Ontem foi divulgado um estudo da Information Management School (da Universidade Nova de Lisboa, anteriormente conhecido por ISEGI), numa parceria com a AbbVie.
Nesse estudo surge a pergunta que começa a ser frequente (e que por isso permite alguma comparação ao longo do tempo), se a pessoa deixou de ir a cuidados de saúde (consultas de clinica geral, exames, ou urgência) por causa das taxas moderadoras em caso de necessidade de cuidados de saúde, surgindo em vários meios de comunicação a afirmação seguinte, ou uma sua variante: “Por falta de dinheiro, um em cada 10 portugueses deixou de ir ao médico no ano passado. As dificuldades financeiras impediram, também, 16% dos utentes de comprar medicamentos prescritos pelos médicos. São dados de um estudo, realizado pela Universidade Nova, mas que o Ministro da Saúde desvaloriza.”
Ora, a forma como esta pergunta está feita é bastante enganadora na interpretação que depois lhe é dada. O que a resposta 1 em 10 dá é “em pelo menos uma situação em que sentiram necessidade, 1 em 10 portugueses optaram por não ir procurar cuidados de saúde”.

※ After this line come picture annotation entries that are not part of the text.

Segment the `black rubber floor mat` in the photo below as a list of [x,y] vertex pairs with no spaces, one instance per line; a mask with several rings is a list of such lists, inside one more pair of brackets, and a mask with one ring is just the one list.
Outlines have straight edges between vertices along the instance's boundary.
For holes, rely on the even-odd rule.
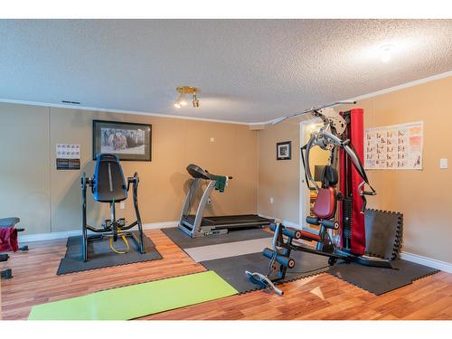
[[[290,257],[296,260],[296,266],[293,269],[289,269],[286,278],[278,284],[314,276],[325,272],[329,267],[328,259],[325,257],[306,252],[292,252]],[[268,259],[260,252],[202,261],[201,264],[207,269],[215,271],[240,293],[262,289],[249,280],[245,270],[264,275],[268,271]]]
[[401,250],[403,214],[381,210],[366,210],[366,253],[399,259]]
[[438,272],[436,268],[402,259],[391,263],[397,269],[339,263],[331,267],[327,273],[379,296]]
[[183,250],[224,244],[227,242],[252,240],[254,239],[271,238],[273,236],[272,233],[268,233],[261,229],[230,231],[227,234],[202,238],[191,238],[177,227],[162,229],[162,231]]
[[[57,275],[162,259],[154,242],[146,236],[144,239],[145,254],[141,254],[136,250],[132,240],[128,240],[128,242],[130,250],[124,254],[113,252],[108,239],[89,242],[88,246],[89,261],[84,262],[80,253],[81,236],[70,237],[66,244],[68,248],[66,255],[60,262]],[[118,240],[115,244],[115,248],[119,250],[124,250],[125,244],[122,240]]]

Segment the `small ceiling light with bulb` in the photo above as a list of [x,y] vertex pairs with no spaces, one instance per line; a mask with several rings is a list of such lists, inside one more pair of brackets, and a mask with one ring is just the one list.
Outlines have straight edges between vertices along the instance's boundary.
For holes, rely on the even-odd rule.
[[179,93],[179,97],[174,102],[174,107],[176,108],[180,108],[183,106],[187,106],[188,101],[186,97],[192,97],[192,104],[193,108],[199,108],[199,99],[196,97],[197,93],[200,92],[199,89],[193,86],[180,86],[175,89],[177,93]]

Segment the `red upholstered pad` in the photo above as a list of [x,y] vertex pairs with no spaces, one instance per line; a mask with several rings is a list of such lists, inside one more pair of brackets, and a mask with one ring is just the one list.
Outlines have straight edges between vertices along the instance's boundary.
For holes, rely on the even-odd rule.
[[300,233],[301,233],[301,238],[304,238],[305,240],[320,241],[320,235],[319,234],[314,234],[314,233],[311,233],[309,231],[301,231],[301,230],[300,230]]
[[333,187],[320,188],[314,202],[314,213],[320,219],[333,218],[336,209],[335,190]]

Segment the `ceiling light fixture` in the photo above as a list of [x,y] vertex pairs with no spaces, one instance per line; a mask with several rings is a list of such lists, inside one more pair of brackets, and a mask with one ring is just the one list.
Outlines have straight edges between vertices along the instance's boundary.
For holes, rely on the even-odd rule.
[[393,47],[394,46],[391,44],[387,44],[379,48],[380,60],[381,62],[387,63],[391,61]]
[[199,89],[195,87],[192,86],[180,86],[175,89],[177,93],[179,93],[179,97],[174,102],[174,107],[176,108],[180,108],[183,106],[187,106],[188,101],[185,99],[187,96],[192,96],[192,103],[194,108],[199,108],[199,99],[196,97],[197,93],[199,93]]

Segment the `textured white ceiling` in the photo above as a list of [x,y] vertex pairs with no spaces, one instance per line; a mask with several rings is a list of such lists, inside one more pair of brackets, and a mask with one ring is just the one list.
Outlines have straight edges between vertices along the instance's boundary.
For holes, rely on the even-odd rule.
[[257,122],[450,70],[452,20],[0,20],[8,99]]

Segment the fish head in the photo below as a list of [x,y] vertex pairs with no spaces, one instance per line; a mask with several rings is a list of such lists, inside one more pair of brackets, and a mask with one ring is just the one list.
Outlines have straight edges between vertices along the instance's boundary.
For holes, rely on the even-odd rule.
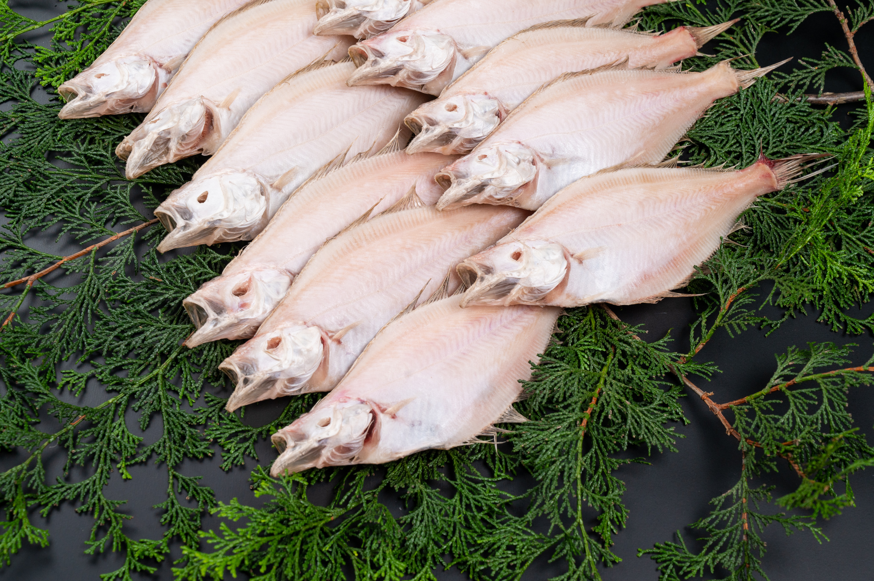
[[404,120],[416,134],[406,153],[470,153],[506,116],[501,101],[482,93],[462,93],[425,103]]
[[567,268],[560,244],[514,240],[496,245],[458,265],[458,275],[468,287],[461,307],[545,304]]
[[285,296],[292,277],[267,268],[222,274],[182,301],[197,330],[185,340],[194,348],[218,339],[247,339]]
[[391,85],[440,94],[452,80],[457,53],[455,41],[446,34],[392,29],[350,47],[349,56],[358,68],[346,84]]
[[256,335],[218,366],[236,384],[226,409],[304,393],[326,352],[318,327],[288,325]]
[[172,248],[251,240],[267,223],[272,189],[248,171],[228,171],[195,179],[155,209],[169,232],[158,246]]
[[170,73],[151,59],[122,57],[89,66],[58,87],[66,104],[61,119],[151,110]]
[[471,204],[516,205],[515,198],[536,187],[538,163],[537,154],[518,142],[476,149],[434,176],[445,190],[437,209]]
[[280,452],[270,474],[355,464],[376,415],[370,404],[357,398],[323,400],[270,437]]
[[196,154],[215,153],[221,144],[221,114],[213,104],[196,97],[152,111],[115,149],[127,160],[125,176],[135,179],[164,163]]
[[313,33],[367,38],[385,32],[410,11],[413,0],[319,0]]

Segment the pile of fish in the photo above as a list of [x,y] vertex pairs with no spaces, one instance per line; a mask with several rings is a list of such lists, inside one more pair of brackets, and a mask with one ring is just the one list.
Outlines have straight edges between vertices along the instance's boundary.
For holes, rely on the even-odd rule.
[[129,179],[211,156],[155,211],[158,249],[252,242],[184,301],[185,344],[248,340],[220,365],[231,412],[329,391],[272,474],[387,462],[525,421],[562,308],[681,296],[824,157],[664,161],[783,63],[682,72],[737,21],[623,28],[663,1],[149,0],[59,114],[148,113]]

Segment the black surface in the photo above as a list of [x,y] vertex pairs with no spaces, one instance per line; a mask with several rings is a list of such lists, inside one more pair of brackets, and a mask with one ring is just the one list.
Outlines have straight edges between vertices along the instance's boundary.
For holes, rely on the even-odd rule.
[[[11,0],[13,9],[31,17],[51,17],[63,10],[63,4],[52,0]],[[29,35],[29,40],[47,45],[45,31]],[[817,57],[822,43],[843,49],[845,42],[840,26],[829,14],[816,15],[808,20],[792,37],[769,34],[762,42],[757,57],[761,64],[767,64],[787,57]],[[874,24],[863,31],[857,38],[860,53],[874,70]],[[861,88],[858,73],[850,69],[830,73],[827,91],[857,91]],[[847,121],[845,106],[839,110],[837,118]],[[39,235],[31,243],[37,246],[51,246],[57,253],[72,253],[79,249],[74,241],[62,239],[55,245],[53,237]],[[55,281],[57,284],[57,281]],[[872,310],[867,306],[864,312]],[[694,313],[688,299],[663,301],[656,305],[641,305],[617,309],[618,315],[632,323],[645,323],[649,337],[659,337],[669,329],[674,329],[675,336],[684,335],[684,329]],[[784,352],[789,345],[803,345],[808,341],[833,341],[845,344],[859,343],[856,349],[856,364],[864,363],[872,349],[871,336],[845,336],[832,333],[828,328],[815,322],[815,313],[790,321],[769,337],[759,330],[750,330],[740,338],[732,340],[724,331],[718,332],[703,352],[704,360],[715,362],[723,373],[711,383],[702,382],[701,386],[716,392],[718,401],[728,401],[743,397],[760,389],[773,370],[774,353]],[[675,349],[686,346],[687,341],[680,339]],[[218,393],[222,397],[226,392]],[[92,389],[80,398],[79,403],[96,405],[107,398],[100,389]],[[737,481],[740,470],[740,458],[733,439],[725,435],[719,423],[700,401],[686,398],[683,401],[690,425],[677,426],[678,453],[656,454],[651,466],[632,464],[623,467],[618,476],[628,485],[625,502],[630,509],[628,529],[615,536],[614,550],[623,562],[612,569],[602,571],[606,581],[646,580],[657,578],[655,564],[648,557],[635,557],[638,548],[649,548],[654,543],[673,538],[680,530],[688,540],[693,539],[694,531],[687,525],[707,514],[708,501],[724,493]],[[284,405],[283,401],[271,401],[250,406],[246,415],[248,423],[261,424],[277,417]],[[850,394],[850,406],[857,425],[862,431],[874,437],[874,391],[860,389]],[[48,429],[49,426],[44,426]],[[161,422],[157,418],[144,432],[130,422],[130,430],[145,437],[148,444],[161,433]],[[217,451],[218,452],[218,451]],[[644,451],[635,451],[640,455]],[[270,459],[272,452],[267,442],[259,446],[262,459]],[[45,452],[49,477],[60,474],[64,454],[59,450]],[[187,475],[202,475],[204,481],[215,491],[220,501],[227,501],[238,497],[247,504],[258,504],[249,490],[247,477],[255,463],[251,460],[246,466],[237,467],[230,473],[219,469],[220,460],[214,457],[204,461],[186,461],[181,472]],[[14,466],[23,460],[21,454],[0,456],[0,470]],[[159,512],[152,505],[164,499],[166,490],[166,468],[153,464],[130,468],[133,480],[121,481],[117,474],[107,489],[109,498],[128,499],[124,511],[134,516],[125,525],[126,533],[134,538],[157,538],[163,533],[158,524]],[[84,474],[72,474],[78,480]],[[780,496],[794,489],[797,477],[788,469],[768,477],[775,485],[775,495]],[[522,492],[531,482],[518,478],[508,482],[506,489]],[[770,529],[766,534],[768,554],[765,567],[773,581],[808,581],[842,579],[864,581],[874,578],[874,470],[861,473],[852,479],[857,495],[857,508],[848,508],[844,514],[832,521],[822,522],[830,543],[817,543],[809,535],[796,534],[786,537],[780,529]],[[316,488],[312,499],[326,497],[328,490]],[[401,512],[399,501],[389,501],[397,514]],[[67,581],[80,579],[95,580],[100,573],[118,568],[122,558],[120,555],[107,553],[98,557],[83,554],[83,543],[88,538],[92,519],[79,515],[75,506],[66,503],[52,511],[48,518],[52,544],[47,549],[25,546],[16,556],[10,567],[0,569],[0,579],[20,581],[63,578]],[[33,522],[44,526],[45,522],[34,515]],[[217,528],[218,519],[206,516],[205,528]],[[174,551],[172,558],[178,557]],[[170,580],[170,559],[150,578]],[[523,579],[533,581],[545,579],[563,572],[558,564],[551,564],[546,557],[537,561],[525,573]],[[441,580],[465,578],[458,571],[438,572]],[[149,576],[141,576],[146,579]],[[714,576],[708,576],[712,578]]]

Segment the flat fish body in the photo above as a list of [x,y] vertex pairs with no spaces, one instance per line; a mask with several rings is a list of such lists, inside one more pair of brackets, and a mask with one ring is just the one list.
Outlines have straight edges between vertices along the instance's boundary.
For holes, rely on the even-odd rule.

Suponhamos agora que cada português sentiu necessidade de ir ao médico 5 vezes no ano, e que dessas 5 vezes, apenas numa delas 1 em 10 não foi por limitação da taxa moderadora. Tomando 20 portugueses, teremos neste exemplo hipotético 100 situações de necessidade (20×5). Destes 20 portugueses, 2 tiveram limitação por causa da taxa moderadora numa das 5 ocasiões. Ou seja, apenas 2 das 100 situações de necessidade foram limitadas. A resposta à pergunta em quantos casos houve limitação imposta pela taxa moderadora é neste exemplo hipotético 2% em vez de 10%. Significa então que o valor de 10% encontrado no estudo não pode ser lido, tal como nos estudos de outros anos feitos por outras entidades, como dizendo que 10% dos portugueses não tem acesso a cuidados de saúde por causa das taxas moderadoras.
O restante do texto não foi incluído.